The increase in the number of confirmed cases in Brown County is the most pronounced in the state since the spring elections. The state department of health services said the county had seen 41 positive tests as of April 7. By April 17, that number had more than quadrupled to 180.

This is an increase of 340%. During this period, state-wide totals increased by 57%.

According to Shove, the county’s concerns about the increase include the role that “a non-governmental organization with multiple sites throughout the county” could play in the spread of the virus. He said the county suspects a connection between “a group of cases” and a place where “the operations are not accessible to the public”.

Shove would not identify the organization and would not disclose any specific locations relating to health officials.

He said, however, that the county does not believe the elections earlier this month are responsible for the increase in cases in Brown County, at least so far.

Twenty-nine of the new Brown County cases reported by the state on Friday were in an area east of the East River and south of Main Street in Green Bay.

Most people who develop symptoms of COVID-19 do so within 12 days of infection. The election, which reduced the number of polling stations in Green Bay from 31 to two, and long queues outside the polling stations, took place on April 7.

County health officials initially shared little information at 3 p.m. Friday. conference call with journalists. Shove read a brief statement and then left the call. He and health worker Anna Destree spoke with the Green Bay Press-Gazette later today.

Destree said county residents don’t need to take extra precautions after the latest news, but said people should take advice seriously to stay home and avoid close contact with people. other people, not just when it seems convenient.

Statewide, out of 28 counties in Wisconsin with more than five cases on April 7, only two others saw their numbers double: Walworth County, which went from 21 to 75 cases (257%), and Racine County, which went from 66 cases to 157 (138%).

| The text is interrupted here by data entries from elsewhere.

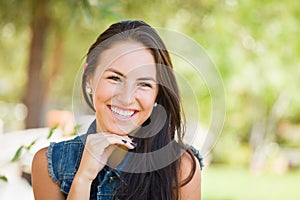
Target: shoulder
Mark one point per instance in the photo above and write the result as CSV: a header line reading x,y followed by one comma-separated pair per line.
x,y
189,169
43,186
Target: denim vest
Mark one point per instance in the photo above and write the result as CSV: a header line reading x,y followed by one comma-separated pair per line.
x,y
64,159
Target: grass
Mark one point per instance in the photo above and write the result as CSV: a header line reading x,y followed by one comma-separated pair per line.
x,y
225,183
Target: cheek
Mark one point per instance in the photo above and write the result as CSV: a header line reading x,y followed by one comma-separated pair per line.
x,y
103,93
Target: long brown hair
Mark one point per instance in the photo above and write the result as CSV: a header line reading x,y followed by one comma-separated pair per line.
x,y
160,183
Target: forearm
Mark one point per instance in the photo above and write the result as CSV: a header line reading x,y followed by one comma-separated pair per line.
x,y
80,189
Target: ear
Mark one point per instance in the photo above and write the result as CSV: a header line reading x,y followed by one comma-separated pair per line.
x,y
89,81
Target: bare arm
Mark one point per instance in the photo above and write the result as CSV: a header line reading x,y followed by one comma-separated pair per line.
x,y
192,190
44,188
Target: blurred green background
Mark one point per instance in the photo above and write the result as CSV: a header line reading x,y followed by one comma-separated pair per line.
x,y
255,46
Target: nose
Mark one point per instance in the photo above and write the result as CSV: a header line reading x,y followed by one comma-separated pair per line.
x,y
126,94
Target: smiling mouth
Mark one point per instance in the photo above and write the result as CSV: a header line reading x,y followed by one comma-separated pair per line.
x,y
122,113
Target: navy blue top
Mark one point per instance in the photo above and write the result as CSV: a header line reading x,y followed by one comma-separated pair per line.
x,y
64,159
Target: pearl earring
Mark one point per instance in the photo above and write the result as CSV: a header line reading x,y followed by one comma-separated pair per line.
x,y
88,90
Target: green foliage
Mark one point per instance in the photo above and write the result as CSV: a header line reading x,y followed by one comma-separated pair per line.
x,y
18,153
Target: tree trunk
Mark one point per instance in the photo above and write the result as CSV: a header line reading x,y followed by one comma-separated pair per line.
x,y
35,93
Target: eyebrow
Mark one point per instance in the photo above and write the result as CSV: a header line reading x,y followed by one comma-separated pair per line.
x,y
124,76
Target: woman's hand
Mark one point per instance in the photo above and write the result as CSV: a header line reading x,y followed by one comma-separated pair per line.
x,y
98,148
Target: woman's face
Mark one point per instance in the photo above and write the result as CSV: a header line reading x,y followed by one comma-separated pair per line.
x,y
124,87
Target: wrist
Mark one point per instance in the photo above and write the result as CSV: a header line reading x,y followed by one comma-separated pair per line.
x,y
81,178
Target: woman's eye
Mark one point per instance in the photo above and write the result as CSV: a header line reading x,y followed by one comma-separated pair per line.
x,y
114,78
143,84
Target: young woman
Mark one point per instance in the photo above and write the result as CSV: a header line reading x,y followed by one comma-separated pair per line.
x,y
133,149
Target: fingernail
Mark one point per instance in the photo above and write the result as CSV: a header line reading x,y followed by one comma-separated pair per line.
x,y
133,144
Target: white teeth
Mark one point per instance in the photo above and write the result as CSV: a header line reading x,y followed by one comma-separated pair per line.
x,y
123,113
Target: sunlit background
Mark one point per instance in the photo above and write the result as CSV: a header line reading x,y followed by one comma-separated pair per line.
x,y
255,46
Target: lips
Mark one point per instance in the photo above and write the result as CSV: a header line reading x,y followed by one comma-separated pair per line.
x,y
122,113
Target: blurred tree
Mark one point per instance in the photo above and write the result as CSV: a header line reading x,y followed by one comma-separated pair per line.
x,y
46,18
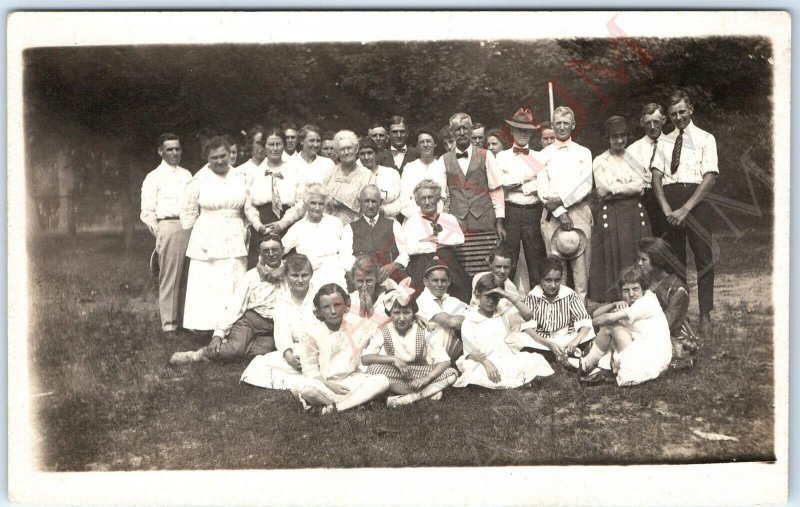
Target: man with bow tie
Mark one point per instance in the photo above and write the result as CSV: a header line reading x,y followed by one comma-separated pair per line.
x,y
398,154
476,194
644,152
518,167
564,185
371,234
681,181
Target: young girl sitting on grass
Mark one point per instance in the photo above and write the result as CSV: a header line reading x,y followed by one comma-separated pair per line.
x,y
489,361
560,322
414,361
635,329
331,355
659,264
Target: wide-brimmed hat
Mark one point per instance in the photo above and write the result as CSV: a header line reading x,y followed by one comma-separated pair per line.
x,y
154,267
523,119
567,245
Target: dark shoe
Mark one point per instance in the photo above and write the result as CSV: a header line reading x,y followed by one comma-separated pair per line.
x,y
599,376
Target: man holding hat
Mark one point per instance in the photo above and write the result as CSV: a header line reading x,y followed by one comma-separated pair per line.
x,y
564,185
162,192
518,167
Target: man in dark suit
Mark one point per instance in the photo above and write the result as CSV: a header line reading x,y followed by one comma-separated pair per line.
x,y
398,154
476,193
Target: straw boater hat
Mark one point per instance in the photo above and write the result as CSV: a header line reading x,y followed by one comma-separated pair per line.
x,y
523,119
154,267
567,245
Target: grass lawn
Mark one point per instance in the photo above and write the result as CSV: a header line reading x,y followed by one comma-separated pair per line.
x,y
105,398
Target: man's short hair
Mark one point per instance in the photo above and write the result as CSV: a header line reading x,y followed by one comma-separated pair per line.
x,y
562,111
397,119
428,184
679,95
167,136
651,108
459,117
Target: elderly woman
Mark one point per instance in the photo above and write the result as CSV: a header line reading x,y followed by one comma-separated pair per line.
x,y
428,234
494,141
387,179
343,185
215,202
312,167
426,167
273,182
317,236
620,219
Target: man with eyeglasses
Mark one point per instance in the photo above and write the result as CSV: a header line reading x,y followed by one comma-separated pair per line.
x,y
399,154
246,328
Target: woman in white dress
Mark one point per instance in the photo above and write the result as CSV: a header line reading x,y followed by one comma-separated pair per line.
x,y
426,167
215,204
637,332
317,236
488,360
294,305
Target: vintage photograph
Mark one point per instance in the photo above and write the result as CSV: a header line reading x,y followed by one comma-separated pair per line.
x,y
303,251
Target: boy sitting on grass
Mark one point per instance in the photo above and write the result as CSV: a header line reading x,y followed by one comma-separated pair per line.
x,y
635,330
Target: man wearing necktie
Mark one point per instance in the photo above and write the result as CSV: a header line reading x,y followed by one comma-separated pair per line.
x,y
681,181
371,234
476,193
644,152
398,154
518,167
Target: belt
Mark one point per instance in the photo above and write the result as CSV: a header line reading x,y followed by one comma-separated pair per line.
x,y
537,205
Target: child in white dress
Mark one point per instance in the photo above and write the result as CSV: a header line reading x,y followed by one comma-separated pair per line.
x,y
415,361
488,360
331,355
637,332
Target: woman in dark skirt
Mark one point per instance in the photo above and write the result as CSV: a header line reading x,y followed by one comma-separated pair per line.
x,y
620,219
414,360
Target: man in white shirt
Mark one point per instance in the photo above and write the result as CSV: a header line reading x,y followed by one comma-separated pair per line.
x,y
475,188
681,182
518,167
246,328
162,193
644,152
564,186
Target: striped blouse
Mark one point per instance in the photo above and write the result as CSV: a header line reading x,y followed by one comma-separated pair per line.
x,y
564,315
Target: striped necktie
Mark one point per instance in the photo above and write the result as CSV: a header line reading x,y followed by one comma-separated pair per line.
x,y
676,153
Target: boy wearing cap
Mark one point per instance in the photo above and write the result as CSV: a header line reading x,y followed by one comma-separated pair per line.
x,y
564,186
518,167
162,192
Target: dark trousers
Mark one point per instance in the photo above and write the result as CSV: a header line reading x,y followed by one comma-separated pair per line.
x,y
522,226
658,222
697,231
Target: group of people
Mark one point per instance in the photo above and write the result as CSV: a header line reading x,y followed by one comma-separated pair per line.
x,y
355,288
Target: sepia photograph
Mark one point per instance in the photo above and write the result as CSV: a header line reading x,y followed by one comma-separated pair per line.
x,y
362,258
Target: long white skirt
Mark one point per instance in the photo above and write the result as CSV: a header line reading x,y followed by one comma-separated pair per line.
x,y
208,289
271,371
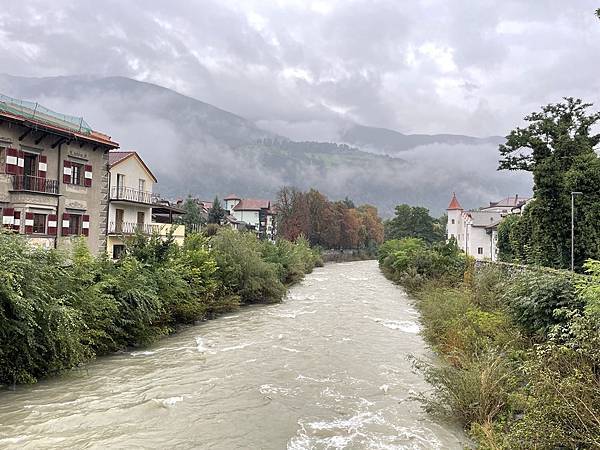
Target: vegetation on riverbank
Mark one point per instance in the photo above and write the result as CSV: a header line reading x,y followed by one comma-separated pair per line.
x,y
327,224
520,346
558,147
59,310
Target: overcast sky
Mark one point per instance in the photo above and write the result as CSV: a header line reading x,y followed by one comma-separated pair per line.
x,y
301,67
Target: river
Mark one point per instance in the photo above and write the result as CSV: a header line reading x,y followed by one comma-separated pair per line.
x,y
327,368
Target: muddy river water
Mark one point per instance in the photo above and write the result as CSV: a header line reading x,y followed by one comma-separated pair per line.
x,y
327,368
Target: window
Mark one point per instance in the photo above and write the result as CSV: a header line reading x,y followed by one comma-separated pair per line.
x,y
77,174
39,224
2,160
118,250
74,224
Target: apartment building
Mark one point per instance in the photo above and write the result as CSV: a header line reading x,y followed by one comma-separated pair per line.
x,y
53,176
134,207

Milwaukee County had similar queues on election day after its 180 polling stations were reduced to five. But Milwaukee County has seen a 52% increase in confirmed cases over the same period – below the state average.

Milwaukee County has recently had a peak in positive cases, but this corresponds to a similar peak in tests (the percentage of all positive tests has remained stable). In Brown County, the increase in positive cases occurred while tests remained relatively stable.

Research on the first cases in China shows that the average incubation of the coronavirus was five days. The total number of cases in Brown County began to increase sharply on election day, suggesting that the election was not the only source of spread.

Andrew Mollica of the Sentinel Journal contributed to this report.